The bug manifests itself in the following netstat output; some connections are never transferred from the kernel to use space (that's how I interpret this, better interpretations are welcome):
Proto Recv-Q Send-Q Local Address Foreign Address State PID/Program name
tcp6 228 0 192.0.2.105:1988 46.23.248.10:7925 ESTABLISHED -
tcp6 0 0 192.0.2.105:1988 221.130.33.37:9826 ESTABLISHED 14741/java
tcp6 0 0 192.0.2.105:1988 46.23.248.2:5867 ESTABLISHED 14741/java
tcp6 2677 0 192.0.2.105:1988 221.130.33.37:15688 ESTABLISHED -
tcp6 3375 0 192.0.2.105:1988 221.130.33.36:3045 ESTABLISHED -
tcp6 14742 0 192.0.2.105:1988 46.23.248.17:4679 ESTABLISHED -
tcp6 774 0 192.0.2.105:1988 212.9.19.73:36064 ESTABLISHED -
tcp6 92 0 192.0.2.105:1988 46.23.248.19:7164 ESTABLISHED -
tcp6 0 0 192.0.2.105:1988 46.23.248.21:6322 ESTABLISHED 14741/java
tcp6 0 0 192.0.2.105:1988 221.130.39.216:13937 ESTABLISHED 14741/java
tcp6 3051 0 192.0.2.105:1988 211.139.145.104:31239 ESTABLISHED -
tcp6 246 0 192.0.2.105:1988 46.23.248.10:5458 ESTABLISHED -
tcp6 618 0 192.0.2.105:1988 212.9.19.73:20209 ESTABLISHED -
tcp6 1041 0 192.0.2.105:1988 46.23.248.18:7424 ESTABLISHED -
tcp6 0 0 192.0.2.105:1988 46.23.248.10:5065 ESTABLISHED 14741/java
When this happens and the clients reconnect, they tend to work. But they won't reconnect by itself until they run into a rather long timeout. Since the custom full-duplex protocol in its current incarnation doesn't ack any data sent by the client and the latter doesn't expect any regularly incoming requests from the server, this can be days since the client sends its data happily until the kernel's receive queue runs full. On the server (kernel) side it should be possible to detect stale sockets since the clients send data regularly.

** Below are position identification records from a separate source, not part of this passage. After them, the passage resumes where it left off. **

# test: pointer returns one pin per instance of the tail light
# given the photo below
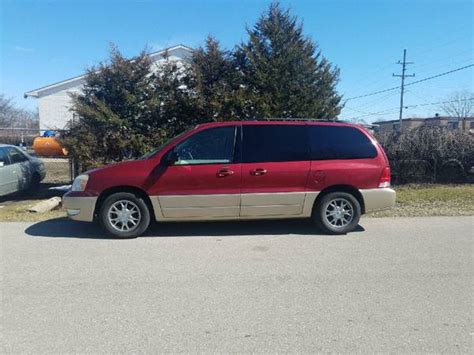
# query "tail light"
(385, 177)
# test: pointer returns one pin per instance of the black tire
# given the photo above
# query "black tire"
(141, 225)
(324, 223)
(34, 184)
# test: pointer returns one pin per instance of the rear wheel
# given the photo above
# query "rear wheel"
(337, 213)
(34, 184)
(124, 215)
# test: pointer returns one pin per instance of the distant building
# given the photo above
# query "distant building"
(54, 101)
(454, 123)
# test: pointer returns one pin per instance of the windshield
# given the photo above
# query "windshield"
(156, 150)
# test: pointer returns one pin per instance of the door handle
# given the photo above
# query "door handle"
(224, 172)
(258, 172)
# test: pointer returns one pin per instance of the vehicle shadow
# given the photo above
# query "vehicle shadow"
(64, 228)
(45, 191)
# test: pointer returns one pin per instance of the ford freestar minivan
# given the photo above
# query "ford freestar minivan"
(327, 171)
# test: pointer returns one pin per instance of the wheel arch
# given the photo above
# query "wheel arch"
(342, 188)
(116, 189)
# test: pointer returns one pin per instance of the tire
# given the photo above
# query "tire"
(110, 215)
(329, 213)
(34, 184)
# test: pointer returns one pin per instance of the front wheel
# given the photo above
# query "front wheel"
(124, 215)
(337, 213)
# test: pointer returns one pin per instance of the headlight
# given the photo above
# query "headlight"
(80, 183)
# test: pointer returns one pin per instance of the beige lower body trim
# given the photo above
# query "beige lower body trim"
(200, 206)
(233, 206)
(80, 208)
(378, 199)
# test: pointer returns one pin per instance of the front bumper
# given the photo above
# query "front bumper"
(378, 199)
(79, 208)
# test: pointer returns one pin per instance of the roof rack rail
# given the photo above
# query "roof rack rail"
(296, 119)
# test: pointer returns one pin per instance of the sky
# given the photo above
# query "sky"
(46, 41)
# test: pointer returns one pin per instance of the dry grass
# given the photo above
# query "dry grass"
(18, 211)
(431, 200)
(57, 171)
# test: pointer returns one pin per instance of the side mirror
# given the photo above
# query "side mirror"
(171, 158)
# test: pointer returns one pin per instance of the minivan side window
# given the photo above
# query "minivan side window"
(339, 142)
(211, 146)
(4, 156)
(16, 156)
(274, 143)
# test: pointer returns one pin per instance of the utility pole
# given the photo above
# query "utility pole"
(402, 87)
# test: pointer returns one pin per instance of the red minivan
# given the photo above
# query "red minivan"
(328, 171)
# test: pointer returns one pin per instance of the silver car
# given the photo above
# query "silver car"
(19, 171)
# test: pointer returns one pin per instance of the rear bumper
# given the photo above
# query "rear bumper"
(80, 208)
(378, 199)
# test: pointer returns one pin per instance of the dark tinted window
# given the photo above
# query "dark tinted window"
(3, 156)
(263, 143)
(339, 142)
(212, 146)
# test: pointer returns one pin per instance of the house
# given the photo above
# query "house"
(54, 101)
(454, 123)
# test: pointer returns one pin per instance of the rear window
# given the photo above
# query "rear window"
(339, 142)
(274, 143)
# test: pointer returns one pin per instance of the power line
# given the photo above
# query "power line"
(412, 83)
(403, 75)
(390, 110)
(438, 75)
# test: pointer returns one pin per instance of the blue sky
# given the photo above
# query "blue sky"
(47, 41)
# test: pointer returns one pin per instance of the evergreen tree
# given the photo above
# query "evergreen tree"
(284, 72)
(215, 82)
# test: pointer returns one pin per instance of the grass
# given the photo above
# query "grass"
(416, 200)
(18, 211)
(412, 201)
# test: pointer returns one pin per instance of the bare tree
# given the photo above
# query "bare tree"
(460, 105)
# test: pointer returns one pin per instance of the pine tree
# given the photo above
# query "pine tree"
(215, 82)
(284, 72)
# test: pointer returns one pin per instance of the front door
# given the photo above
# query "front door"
(275, 168)
(204, 182)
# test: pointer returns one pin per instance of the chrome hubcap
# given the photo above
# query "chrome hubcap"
(124, 215)
(339, 212)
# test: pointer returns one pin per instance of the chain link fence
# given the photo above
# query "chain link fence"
(59, 169)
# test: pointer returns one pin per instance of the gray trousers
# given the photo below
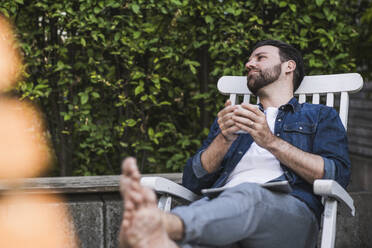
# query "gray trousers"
(248, 215)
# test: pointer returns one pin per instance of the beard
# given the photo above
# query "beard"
(263, 78)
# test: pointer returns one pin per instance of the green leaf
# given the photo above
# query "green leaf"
(84, 98)
(95, 95)
(83, 42)
(138, 90)
(208, 19)
(319, 2)
(135, 8)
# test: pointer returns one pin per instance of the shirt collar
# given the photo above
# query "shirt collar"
(292, 105)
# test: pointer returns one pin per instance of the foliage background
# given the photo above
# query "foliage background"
(117, 78)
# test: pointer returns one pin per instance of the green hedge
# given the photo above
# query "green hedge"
(117, 78)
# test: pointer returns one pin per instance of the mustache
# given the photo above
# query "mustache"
(253, 69)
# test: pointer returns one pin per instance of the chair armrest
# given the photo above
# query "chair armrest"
(163, 185)
(330, 188)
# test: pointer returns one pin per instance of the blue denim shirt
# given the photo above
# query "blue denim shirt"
(313, 128)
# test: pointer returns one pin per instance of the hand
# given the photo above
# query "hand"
(250, 118)
(226, 123)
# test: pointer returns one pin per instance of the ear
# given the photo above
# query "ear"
(290, 66)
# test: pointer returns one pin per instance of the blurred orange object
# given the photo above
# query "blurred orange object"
(24, 143)
(10, 56)
(35, 221)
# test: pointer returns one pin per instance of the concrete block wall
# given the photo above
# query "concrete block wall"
(96, 208)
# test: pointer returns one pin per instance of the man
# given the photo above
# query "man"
(284, 140)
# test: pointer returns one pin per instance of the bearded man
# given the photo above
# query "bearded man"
(282, 140)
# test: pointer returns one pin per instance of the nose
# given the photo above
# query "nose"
(250, 64)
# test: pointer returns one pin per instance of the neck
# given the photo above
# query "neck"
(275, 94)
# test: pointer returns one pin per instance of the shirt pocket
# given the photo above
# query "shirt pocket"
(300, 134)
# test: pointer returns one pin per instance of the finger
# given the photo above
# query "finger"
(225, 111)
(242, 112)
(232, 130)
(127, 214)
(244, 128)
(253, 108)
(128, 205)
(247, 121)
(125, 224)
(226, 118)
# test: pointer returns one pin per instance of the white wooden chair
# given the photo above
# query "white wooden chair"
(312, 86)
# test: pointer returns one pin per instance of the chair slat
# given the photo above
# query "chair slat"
(302, 98)
(233, 99)
(246, 98)
(330, 99)
(344, 108)
(316, 98)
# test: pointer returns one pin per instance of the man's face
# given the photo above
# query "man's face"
(264, 68)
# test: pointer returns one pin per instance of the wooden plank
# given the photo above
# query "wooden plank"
(365, 132)
(365, 104)
(352, 82)
(87, 184)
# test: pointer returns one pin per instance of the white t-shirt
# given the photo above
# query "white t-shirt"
(257, 165)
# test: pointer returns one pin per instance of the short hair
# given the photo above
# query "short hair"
(287, 52)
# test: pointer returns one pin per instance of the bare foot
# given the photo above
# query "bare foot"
(142, 225)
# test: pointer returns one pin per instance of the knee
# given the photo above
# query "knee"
(251, 190)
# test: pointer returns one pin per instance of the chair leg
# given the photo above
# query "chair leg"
(329, 224)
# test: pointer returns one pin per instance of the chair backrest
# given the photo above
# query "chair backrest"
(312, 86)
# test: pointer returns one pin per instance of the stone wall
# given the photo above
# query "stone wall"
(96, 209)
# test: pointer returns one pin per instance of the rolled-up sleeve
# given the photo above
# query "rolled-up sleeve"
(197, 165)
(329, 169)
(331, 144)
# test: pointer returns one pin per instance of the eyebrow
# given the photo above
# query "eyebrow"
(258, 54)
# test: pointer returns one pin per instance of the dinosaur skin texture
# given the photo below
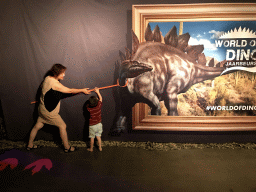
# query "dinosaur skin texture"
(159, 71)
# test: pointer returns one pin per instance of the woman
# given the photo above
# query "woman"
(49, 106)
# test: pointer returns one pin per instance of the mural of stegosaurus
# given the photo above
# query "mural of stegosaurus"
(158, 71)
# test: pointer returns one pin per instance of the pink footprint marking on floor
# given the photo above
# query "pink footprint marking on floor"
(13, 162)
(39, 164)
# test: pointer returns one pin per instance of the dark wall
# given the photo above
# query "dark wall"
(85, 36)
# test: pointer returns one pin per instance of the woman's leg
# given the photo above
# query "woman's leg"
(63, 132)
(91, 145)
(99, 142)
(64, 137)
(33, 133)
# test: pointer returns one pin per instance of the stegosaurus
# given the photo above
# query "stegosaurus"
(158, 71)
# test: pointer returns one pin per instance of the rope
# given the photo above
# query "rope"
(106, 87)
(110, 86)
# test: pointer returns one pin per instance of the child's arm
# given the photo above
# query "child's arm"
(96, 89)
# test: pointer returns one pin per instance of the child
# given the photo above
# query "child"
(95, 125)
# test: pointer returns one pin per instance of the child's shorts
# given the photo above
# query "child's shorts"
(95, 130)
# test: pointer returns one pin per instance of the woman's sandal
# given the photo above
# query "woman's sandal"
(69, 150)
(31, 148)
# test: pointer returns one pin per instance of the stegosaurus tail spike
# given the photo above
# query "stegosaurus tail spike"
(157, 34)
(183, 41)
(201, 59)
(148, 34)
(221, 64)
(171, 37)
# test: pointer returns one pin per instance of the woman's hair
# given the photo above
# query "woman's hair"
(56, 70)
(93, 101)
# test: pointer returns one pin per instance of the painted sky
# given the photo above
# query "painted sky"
(206, 32)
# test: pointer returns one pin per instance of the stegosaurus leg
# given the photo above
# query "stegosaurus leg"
(154, 103)
(171, 99)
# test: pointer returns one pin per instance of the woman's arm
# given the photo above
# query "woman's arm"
(61, 88)
(96, 89)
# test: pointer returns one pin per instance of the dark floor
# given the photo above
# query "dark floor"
(130, 169)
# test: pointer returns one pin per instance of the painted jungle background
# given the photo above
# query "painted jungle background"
(238, 88)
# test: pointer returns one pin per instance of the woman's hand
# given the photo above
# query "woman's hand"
(96, 90)
(86, 91)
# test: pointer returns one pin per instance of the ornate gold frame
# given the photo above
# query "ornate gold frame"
(142, 15)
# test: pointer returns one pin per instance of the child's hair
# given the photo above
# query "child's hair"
(93, 101)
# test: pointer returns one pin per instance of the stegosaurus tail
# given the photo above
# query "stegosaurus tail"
(195, 52)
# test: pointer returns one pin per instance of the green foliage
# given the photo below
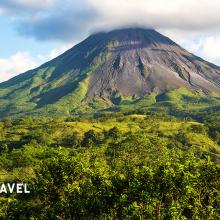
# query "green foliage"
(111, 167)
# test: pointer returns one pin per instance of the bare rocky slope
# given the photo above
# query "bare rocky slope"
(105, 69)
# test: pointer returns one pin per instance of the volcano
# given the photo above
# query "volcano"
(112, 69)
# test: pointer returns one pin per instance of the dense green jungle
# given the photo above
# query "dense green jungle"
(112, 166)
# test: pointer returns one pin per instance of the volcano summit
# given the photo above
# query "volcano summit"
(120, 70)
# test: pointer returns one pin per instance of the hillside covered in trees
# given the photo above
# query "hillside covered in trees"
(115, 166)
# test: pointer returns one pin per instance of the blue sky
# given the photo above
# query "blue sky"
(35, 31)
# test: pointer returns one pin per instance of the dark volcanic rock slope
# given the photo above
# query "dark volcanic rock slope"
(123, 63)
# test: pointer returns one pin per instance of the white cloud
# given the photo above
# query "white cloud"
(55, 52)
(15, 64)
(23, 61)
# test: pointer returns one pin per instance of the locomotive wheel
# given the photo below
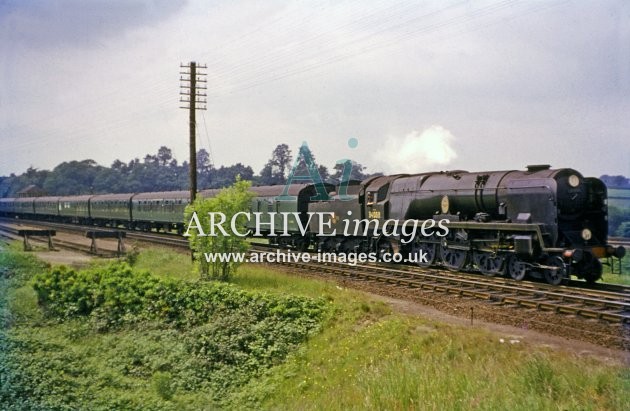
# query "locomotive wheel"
(555, 275)
(454, 259)
(516, 268)
(430, 250)
(489, 264)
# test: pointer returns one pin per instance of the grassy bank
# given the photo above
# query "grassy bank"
(362, 356)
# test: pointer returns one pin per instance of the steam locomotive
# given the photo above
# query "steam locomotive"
(542, 222)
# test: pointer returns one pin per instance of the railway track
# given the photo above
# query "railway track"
(596, 304)
(608, 302)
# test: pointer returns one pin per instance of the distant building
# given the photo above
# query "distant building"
(31, 191)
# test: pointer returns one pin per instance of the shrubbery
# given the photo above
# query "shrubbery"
(180, 337)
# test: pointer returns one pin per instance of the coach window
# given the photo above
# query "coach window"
(371, 197)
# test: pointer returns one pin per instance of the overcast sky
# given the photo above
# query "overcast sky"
(421, 85)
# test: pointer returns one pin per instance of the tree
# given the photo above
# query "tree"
(355, 174)
(164, 156)
(227, 203)
(275, 171)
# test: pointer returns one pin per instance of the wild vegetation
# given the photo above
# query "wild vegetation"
(117, 337)
(156, 172)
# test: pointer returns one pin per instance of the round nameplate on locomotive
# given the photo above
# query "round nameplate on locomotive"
(444, 205)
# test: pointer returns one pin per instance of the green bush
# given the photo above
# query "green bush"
(225, 335)
(623, 230)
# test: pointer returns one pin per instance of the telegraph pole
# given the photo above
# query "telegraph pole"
(193, 100)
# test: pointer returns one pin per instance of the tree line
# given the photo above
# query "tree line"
(159, 172)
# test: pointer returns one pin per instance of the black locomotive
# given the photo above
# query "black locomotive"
(540, 222)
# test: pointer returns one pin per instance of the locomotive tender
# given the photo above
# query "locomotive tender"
(542, 222)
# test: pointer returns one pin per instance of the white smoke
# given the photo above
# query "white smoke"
(418, 152)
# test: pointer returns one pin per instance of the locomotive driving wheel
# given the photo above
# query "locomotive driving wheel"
(516, 268)
(454, 255)
(556, 271)
(489, 263)
(426, 249)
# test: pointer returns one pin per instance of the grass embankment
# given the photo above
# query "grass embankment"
(617, 278)
(363, 355)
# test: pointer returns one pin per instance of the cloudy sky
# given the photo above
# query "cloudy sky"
(421, 85)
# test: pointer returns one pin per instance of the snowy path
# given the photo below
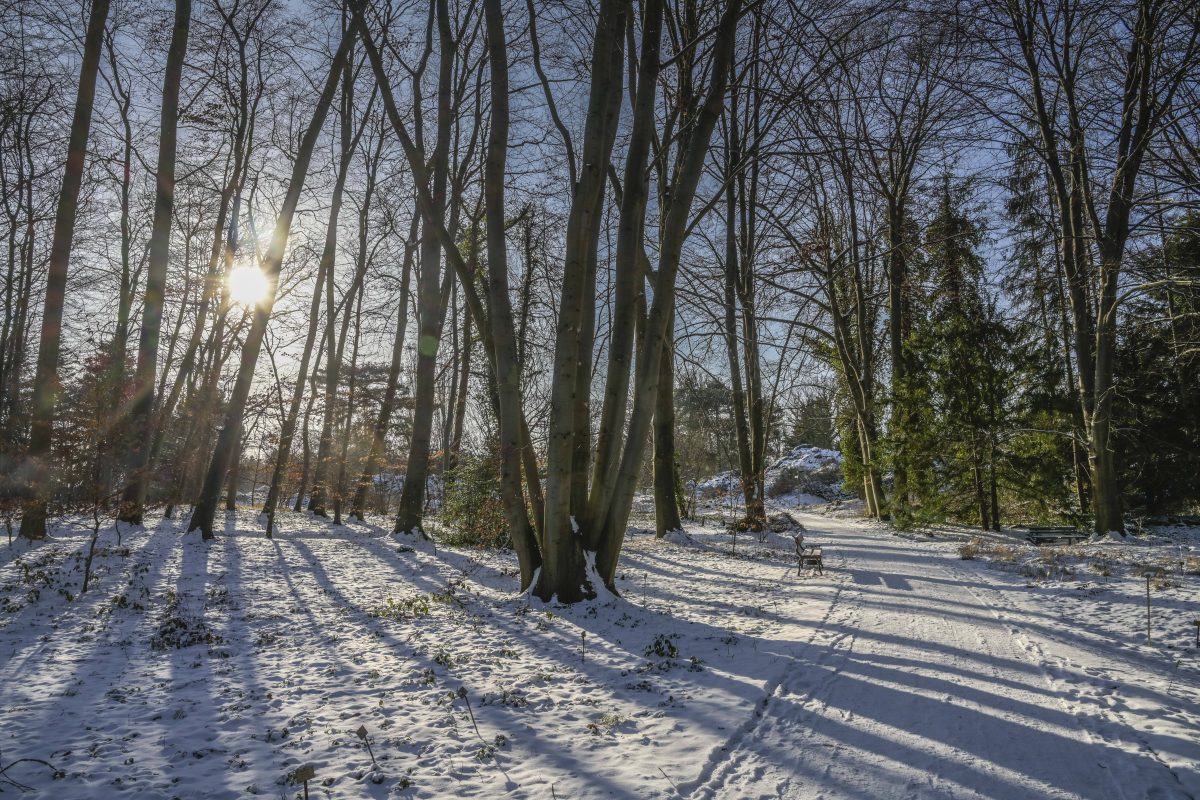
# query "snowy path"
(922, 685)
(215, 671)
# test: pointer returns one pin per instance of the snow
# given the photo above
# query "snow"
(905, 671)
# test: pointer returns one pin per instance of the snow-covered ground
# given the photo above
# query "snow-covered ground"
(903, 672)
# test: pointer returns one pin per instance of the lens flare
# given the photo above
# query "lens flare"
(247, 286)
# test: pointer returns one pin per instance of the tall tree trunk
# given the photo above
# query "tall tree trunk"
(388, 405)
(688, 170)
(629, 274)
(142, 420)
(340, 480)
(234, 476)
(563, 564)
(46, 380)
(666, 495)
(205, 509)
(505, 366)
(412, 498)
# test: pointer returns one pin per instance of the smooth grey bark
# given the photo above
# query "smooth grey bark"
(689, 168)
(388, 405)
(630, 228)
(142, 419)
(507, 367)
(205, 509)
(412, 497)
(46, 379)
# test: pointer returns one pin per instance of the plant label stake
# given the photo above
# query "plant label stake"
(363, 734)
(303, 775)
(1150, 573)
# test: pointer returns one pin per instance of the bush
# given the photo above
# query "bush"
(472, 509)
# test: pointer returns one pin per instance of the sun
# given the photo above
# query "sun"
(247, 286)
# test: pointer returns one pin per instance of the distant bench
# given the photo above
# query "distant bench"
(1048, 534)
(808, 555)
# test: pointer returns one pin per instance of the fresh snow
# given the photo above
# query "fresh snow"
(904, 672)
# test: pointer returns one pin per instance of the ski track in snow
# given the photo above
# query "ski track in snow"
(900, 673)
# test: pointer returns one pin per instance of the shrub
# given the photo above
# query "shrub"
(473, 511)
(970, 551)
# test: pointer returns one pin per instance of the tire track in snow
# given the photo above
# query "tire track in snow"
(720, 763)
(1055, 672)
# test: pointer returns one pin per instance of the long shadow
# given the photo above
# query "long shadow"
(192, 666)
(119, 633)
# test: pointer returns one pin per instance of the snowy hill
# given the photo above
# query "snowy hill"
(805, 475)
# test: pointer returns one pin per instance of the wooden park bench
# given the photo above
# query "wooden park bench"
(1048, 534)
(808, 555)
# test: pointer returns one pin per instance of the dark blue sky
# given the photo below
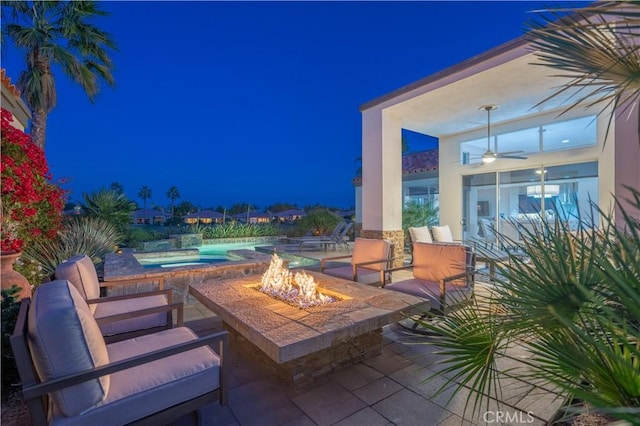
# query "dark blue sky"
(257, 102)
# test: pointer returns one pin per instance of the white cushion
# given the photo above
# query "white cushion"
(65, 339)
(420, 234)
(370, 249)
(442, 234)
(81, 272)
(146, 389)
(106, 309)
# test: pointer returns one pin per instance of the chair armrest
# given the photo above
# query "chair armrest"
(147, 311)
(168, 292)
(159, 279)
(457, 276)
(399, 268)
(34, 391)
(355, 267)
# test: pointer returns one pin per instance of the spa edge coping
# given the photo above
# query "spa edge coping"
(125, 266)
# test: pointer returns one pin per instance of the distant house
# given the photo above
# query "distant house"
(253, 217)
(76, 211)
(150, 217)
(289, 215)
(203, 216)
(12, 102)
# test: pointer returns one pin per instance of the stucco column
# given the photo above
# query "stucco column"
(627, 159)
(382, 178)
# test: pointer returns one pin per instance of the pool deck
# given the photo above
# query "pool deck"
(387, 389)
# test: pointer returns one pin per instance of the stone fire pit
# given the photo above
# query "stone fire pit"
(297, 344)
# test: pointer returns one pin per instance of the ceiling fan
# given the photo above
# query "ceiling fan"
(489, 156)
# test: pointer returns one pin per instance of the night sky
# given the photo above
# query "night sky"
(253, 102)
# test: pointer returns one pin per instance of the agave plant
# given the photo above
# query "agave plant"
(92, 236)
(571, 299)
(111, 206)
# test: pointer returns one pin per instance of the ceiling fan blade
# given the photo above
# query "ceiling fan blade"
(510, 152)
(517, 157)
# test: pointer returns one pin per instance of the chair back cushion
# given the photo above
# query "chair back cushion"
(442, 234)
(420, 234)
(370, 249)
(80, 271)
(64, 338)
(434, 262)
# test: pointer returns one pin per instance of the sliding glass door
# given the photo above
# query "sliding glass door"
(511, 201)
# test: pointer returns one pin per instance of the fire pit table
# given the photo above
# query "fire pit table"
(299, 345)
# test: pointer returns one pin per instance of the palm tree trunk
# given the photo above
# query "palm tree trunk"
(39, 126)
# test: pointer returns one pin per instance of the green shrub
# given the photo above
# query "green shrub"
(317, 222)
(138, 234)
(240, 230)
(79, 235)
(10, 309)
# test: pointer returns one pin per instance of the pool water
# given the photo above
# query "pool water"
(210, 253)
(222, 249)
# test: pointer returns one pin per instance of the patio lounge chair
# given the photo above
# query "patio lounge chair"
(337, 240)
(132, 314)
(418, 234)
(70, 376)
(442, 273)
(369, 259)
(443, 234)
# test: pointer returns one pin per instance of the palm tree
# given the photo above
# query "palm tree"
(62, 33)
(145, 194)
(596, 47)
(117, 187)
(173, 194)
(111, 206)
(572, 301)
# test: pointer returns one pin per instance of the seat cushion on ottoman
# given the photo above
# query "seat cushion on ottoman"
(65, 339)
(106, 309)
(146, 389)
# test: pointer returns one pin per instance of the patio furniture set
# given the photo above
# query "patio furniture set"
(82, 357)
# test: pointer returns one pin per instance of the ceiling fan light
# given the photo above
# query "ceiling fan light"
(486, 159)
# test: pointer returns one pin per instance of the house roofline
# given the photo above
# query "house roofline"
(460, 66)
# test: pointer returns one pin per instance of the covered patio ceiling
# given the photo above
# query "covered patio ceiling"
(450, 103)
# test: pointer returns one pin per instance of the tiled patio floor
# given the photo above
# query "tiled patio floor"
(389, 389)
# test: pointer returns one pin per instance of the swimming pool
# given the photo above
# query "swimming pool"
(203, 255)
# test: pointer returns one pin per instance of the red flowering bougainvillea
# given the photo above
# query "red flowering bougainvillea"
(31, 205)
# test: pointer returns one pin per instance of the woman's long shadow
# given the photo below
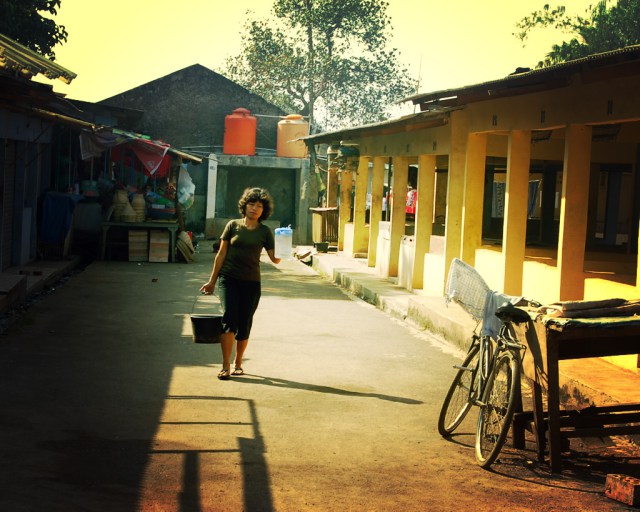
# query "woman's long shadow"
(272, 381)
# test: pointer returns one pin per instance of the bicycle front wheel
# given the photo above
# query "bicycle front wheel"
(457, 402)
(497, 408)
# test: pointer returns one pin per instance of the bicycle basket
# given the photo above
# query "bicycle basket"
(466, 287)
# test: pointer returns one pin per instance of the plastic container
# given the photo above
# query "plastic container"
(284, 243)
(206, 328)
(292, 127)
(239, 133)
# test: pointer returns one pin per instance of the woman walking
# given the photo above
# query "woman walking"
(236, 269)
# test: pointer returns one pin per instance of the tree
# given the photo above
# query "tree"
(602, 29)
(325, 59)
(21, 21)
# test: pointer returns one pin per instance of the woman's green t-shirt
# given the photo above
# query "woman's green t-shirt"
(245, 246)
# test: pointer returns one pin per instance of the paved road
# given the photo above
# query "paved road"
(107, 405)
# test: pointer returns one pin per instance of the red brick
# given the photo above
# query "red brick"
(623, 488)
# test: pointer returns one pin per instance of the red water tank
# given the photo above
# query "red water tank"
(239, 133)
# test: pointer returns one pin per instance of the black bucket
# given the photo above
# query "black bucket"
(206, 328)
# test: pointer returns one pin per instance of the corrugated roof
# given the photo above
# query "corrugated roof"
(527, 81)
(24, 62)
(406, 123)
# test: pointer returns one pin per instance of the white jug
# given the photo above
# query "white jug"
(284, 243)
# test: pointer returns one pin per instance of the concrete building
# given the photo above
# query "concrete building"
(189, 107)
(541, 192)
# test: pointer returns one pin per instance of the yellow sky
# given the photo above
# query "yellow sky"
(117, 45)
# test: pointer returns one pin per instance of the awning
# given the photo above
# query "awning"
(154, 155)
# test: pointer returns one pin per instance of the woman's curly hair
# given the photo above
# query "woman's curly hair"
(253, 195)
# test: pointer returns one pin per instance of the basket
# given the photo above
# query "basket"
(206, 328)
(466, 287)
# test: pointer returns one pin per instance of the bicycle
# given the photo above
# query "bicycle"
(489, 376)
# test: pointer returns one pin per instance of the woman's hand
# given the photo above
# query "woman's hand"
(272, 257)
(208, 288)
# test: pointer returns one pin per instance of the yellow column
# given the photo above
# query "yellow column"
(514, 231)
(360, 242)
(398, 211)
(473, 196)
(573, 211)
(375, 213)
(455, 191)
(346, 184)
(424, 216)
(332, 187)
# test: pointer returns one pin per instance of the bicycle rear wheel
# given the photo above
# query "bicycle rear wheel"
(497, 408)
(457, 402)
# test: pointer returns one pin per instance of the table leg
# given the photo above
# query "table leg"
(539, 429)
(517, 427)
(553, 401)
(172, 248)
(103, 247)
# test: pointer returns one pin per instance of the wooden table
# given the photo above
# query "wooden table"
(171, 226)
(550, 340)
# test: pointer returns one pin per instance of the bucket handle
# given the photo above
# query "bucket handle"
(195, 300)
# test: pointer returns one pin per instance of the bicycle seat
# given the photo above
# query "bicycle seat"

So, assuming my interpretation of this problem is correct, what I wondered was if there is a kernel parameter I can tune which makes the kernel drop/close TCP connections with a RST if they aren't read from by the user space in a timely manner.
Better explanations of what happens here are welcome as well.